“Ser ou não Ser, eis a questão”

Aos 30 minutos do segundo tempo na Arena de Copa do Mundo da FIFA, o Corinthians estava sendo eliminado da Copa do Brasil. Na sua segunda fase e com a vantagem do empate, o clube paulista, referência em todo o Brasil, via os atletas do Avenida de Santa Cruz do Sul exercer perfeitamente a estratégia de Fabiano Daitx. Até que o dono da casa encontrou uma falta na entrada da área, destas muito boas para uma jogada de gol.

Naquela altura, o histórico Avenida já jogava contra o ímpeto do adversário (a pressão dos seus torcedores, "felizes" pela precoce eliminação), e inclusive contra a narração da transmissão do jogo para todo o país via televisão aberta. Houve quem gritasse gol em bola parada que tocou a rede, pelo lado lado de fora (tipo de fundamento inaceitável por parte de profissionais referência e de gabarito), mesmo que naquele momento o clube da casa tenha precisado do esforço sobre humano de um atleta de Copa do Mundo para descontar e ir com a esperança de 1x2 para o vestiário.

Até que a falta foi cobrada, a bola desviada do goleiro e o alívio tomasse o bairro. A pressão ainda impôs o castigo de sofrer mais dois gols ao clube do interior gaúcho, porém, a história já havia sido escrita. O Avenida ganhou sua temporada em um jogo que foi eliminado. Algo que aconteceu ano passado, quando eliminado nas semi finais do Campeonato Gaúcho na Arena do Grêmio e com o título da Copa FGF. Os bravos atletas abandonaram a competição com suas cabeças erguidas.

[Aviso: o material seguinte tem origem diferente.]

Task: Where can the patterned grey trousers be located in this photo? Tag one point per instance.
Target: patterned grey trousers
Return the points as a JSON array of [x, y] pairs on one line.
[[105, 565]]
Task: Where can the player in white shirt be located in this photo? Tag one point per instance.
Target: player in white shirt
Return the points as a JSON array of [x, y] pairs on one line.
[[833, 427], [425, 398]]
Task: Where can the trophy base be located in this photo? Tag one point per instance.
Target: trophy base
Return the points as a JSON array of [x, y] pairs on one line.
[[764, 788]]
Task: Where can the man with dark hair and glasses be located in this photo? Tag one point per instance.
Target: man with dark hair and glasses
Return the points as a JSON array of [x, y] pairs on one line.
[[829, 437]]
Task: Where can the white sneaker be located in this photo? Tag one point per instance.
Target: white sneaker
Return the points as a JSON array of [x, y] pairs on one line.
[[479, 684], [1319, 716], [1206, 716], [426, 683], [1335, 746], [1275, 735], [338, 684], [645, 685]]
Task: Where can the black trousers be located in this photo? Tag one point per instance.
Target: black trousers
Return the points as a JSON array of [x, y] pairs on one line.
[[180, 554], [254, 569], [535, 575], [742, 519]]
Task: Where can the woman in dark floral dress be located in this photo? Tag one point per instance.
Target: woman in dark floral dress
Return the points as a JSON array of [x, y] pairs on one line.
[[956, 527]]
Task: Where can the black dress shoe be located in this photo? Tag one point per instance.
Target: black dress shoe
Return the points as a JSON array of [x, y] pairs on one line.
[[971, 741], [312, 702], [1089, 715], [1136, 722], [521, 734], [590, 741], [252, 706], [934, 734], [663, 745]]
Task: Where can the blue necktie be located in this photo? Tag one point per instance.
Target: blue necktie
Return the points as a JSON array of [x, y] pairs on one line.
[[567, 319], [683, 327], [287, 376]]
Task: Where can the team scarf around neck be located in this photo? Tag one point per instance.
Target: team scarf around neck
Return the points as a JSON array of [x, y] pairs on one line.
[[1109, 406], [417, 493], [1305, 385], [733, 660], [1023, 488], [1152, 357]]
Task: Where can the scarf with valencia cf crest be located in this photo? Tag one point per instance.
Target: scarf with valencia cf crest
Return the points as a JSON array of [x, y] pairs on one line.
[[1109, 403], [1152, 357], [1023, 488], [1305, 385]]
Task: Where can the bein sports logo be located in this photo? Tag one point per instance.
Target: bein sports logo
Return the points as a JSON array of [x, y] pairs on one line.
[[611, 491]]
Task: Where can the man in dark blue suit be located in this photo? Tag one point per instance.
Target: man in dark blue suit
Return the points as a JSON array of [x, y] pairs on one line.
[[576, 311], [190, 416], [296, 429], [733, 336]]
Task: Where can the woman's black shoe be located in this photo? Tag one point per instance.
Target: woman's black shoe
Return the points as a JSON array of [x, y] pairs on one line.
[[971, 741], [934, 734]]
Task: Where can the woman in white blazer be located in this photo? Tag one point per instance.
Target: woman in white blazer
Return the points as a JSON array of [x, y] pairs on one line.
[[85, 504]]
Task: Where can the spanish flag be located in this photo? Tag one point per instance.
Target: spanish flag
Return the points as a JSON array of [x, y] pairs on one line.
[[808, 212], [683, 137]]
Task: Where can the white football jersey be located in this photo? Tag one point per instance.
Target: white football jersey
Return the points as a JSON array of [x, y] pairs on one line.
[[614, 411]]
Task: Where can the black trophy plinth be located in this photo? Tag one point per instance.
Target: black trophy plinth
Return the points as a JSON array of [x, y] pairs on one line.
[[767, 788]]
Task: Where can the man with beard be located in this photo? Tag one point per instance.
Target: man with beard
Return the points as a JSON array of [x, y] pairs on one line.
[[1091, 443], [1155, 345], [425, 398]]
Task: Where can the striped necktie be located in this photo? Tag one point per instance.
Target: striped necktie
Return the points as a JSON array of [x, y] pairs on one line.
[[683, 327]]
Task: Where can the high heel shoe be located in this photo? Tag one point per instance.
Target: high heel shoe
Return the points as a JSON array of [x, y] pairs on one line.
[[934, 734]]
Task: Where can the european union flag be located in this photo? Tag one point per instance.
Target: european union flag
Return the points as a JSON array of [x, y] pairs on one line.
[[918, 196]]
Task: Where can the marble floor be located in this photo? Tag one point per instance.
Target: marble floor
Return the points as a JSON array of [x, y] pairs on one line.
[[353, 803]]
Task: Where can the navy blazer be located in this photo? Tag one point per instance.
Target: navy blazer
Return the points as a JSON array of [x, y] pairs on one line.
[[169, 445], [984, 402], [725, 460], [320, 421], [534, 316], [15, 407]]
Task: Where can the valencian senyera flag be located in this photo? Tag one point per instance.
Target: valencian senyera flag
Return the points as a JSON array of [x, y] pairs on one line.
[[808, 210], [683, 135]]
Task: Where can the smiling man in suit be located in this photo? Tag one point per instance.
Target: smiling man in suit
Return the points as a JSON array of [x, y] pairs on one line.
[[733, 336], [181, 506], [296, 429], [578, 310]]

Histórias como a da semana que passou são as possibilidades reais para clubes como o Avenida. Quem não se lembra do histórico 3x0 de 25/03/1982 do Alvirrubro santa-mariense sobre o Clube de Regatas Vasco da Gama? Mesmo que 15 dias antes o clube carioca tenha imposto notáveis 7x0 ao Inter-SM no Maracanã, o "troco" colocou o clube no cenário nacional por se impor ao grande adversário dentro de uma competição nacional.

A reflexão que cabe é se os clubes estão preparados para feitos como este. E mais, se estão de fato preparados e com os pés no chão para aceitar que as poucas glórias possíveis estão oferecidas longe de jogos finais. Com seus "títulos" condicionados a jogos que não valem muita coisa para a competição em questão, ou guardarão derrotas em sua memória com carinho. Ser ou não ser um humilde, disposto a fazer história e guardá-la em si da forma que ela for escrita, eis a questão. Aos bravos a coragem de transformar derrotas em vitórias.

Vinicius Geissler é psicólogo formado pelo Centro Universitário Franciscano e Coaching graduado pela SLAC. Atua na área esportiva desde 2013 e escreve nas horas vagas.